L’objectif est-il la recherche de la vérité ?

Première action concertée : la complicité de forces politiques habituellement incompatibles dans la décision spectaculaire de quitter la commission d’enquête de l’Assemblée, sous le prétexte que Yaël Braun-Pivet, co-rapporteur de la commission, refuse l’audition ou la ré-audition d’un certain nombre de responsables politiques. En réalité, entre les auditions de l’Assemblée et du Sénat, aucune personnalité susceptible d’avoir joué un rôle n’aura échappé aux questions des parlementaires, au terme des enquêtes. Deuxième action : le dépôt d’une motion de censure par les Républicains et le dépôt d’une autre motion de censure par toute la gauche, dans la foulée des Insoumis. Je veux bien que tout soit possible, que les démarches les plus incongrues soient dictées par la seule recherche de la vérité, je veux bien que « M. Macron ait été secoué comme un cocotier » (propos de journaliste), mais ce sont les institutions elles-mêmes qui sont attaquées et risquent de ne pas s’en remettre.

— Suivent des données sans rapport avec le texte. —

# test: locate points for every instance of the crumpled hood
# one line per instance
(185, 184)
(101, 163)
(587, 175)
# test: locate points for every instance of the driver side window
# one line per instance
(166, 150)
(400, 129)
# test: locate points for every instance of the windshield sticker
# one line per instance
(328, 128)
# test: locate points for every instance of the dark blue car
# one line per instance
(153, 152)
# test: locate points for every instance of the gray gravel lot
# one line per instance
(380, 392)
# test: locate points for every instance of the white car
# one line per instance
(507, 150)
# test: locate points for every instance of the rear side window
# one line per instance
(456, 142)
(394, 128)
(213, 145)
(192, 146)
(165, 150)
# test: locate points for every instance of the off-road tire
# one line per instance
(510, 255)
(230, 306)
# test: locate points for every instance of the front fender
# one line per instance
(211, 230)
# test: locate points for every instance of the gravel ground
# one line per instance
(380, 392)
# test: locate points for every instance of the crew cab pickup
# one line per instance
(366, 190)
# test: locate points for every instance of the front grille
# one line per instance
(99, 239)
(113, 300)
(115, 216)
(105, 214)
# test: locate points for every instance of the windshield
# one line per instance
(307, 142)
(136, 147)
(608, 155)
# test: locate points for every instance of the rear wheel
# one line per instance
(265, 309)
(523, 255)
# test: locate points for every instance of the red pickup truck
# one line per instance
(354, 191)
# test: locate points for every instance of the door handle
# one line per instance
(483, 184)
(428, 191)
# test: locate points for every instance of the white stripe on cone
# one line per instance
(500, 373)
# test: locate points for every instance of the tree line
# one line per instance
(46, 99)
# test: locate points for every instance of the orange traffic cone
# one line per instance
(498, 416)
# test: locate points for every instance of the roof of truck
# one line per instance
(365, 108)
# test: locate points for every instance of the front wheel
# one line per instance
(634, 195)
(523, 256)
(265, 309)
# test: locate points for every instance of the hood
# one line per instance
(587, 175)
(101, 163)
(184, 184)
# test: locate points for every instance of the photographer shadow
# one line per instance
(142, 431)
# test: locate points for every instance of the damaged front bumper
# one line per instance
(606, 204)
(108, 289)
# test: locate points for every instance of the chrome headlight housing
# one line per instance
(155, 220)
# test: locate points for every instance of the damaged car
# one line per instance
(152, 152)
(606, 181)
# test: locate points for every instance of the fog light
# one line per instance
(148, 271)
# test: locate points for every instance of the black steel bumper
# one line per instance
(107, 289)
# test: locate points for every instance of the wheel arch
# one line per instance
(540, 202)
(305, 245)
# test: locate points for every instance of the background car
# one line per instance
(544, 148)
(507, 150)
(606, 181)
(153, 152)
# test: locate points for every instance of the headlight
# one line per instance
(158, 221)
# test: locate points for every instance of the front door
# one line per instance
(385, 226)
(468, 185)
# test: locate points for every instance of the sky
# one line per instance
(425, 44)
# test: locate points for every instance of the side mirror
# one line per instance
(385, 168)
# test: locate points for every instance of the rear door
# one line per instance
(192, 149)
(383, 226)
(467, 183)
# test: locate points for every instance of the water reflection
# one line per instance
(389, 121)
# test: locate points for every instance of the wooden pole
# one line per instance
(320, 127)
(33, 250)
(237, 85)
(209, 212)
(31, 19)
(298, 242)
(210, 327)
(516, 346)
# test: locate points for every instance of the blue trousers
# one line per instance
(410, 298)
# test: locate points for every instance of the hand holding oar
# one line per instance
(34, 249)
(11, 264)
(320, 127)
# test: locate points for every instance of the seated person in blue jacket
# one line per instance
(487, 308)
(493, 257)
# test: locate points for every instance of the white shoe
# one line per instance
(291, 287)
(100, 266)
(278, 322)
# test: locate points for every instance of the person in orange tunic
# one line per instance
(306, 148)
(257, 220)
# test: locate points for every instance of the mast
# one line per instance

Le mécontentement tonitruant, la hargne tenace et la colère théâtrale de la droite sont-ils sincères ? S’agit-il, pour elle, d’accomplir un travail objectif ? Non, il s’agit, chez certains surexcités, de faire tomber Macron, comme si c’était possible, comme si la Constitution, celle-là même que la droite refuse désormais d’amender, n’empêchait pas une telle issue.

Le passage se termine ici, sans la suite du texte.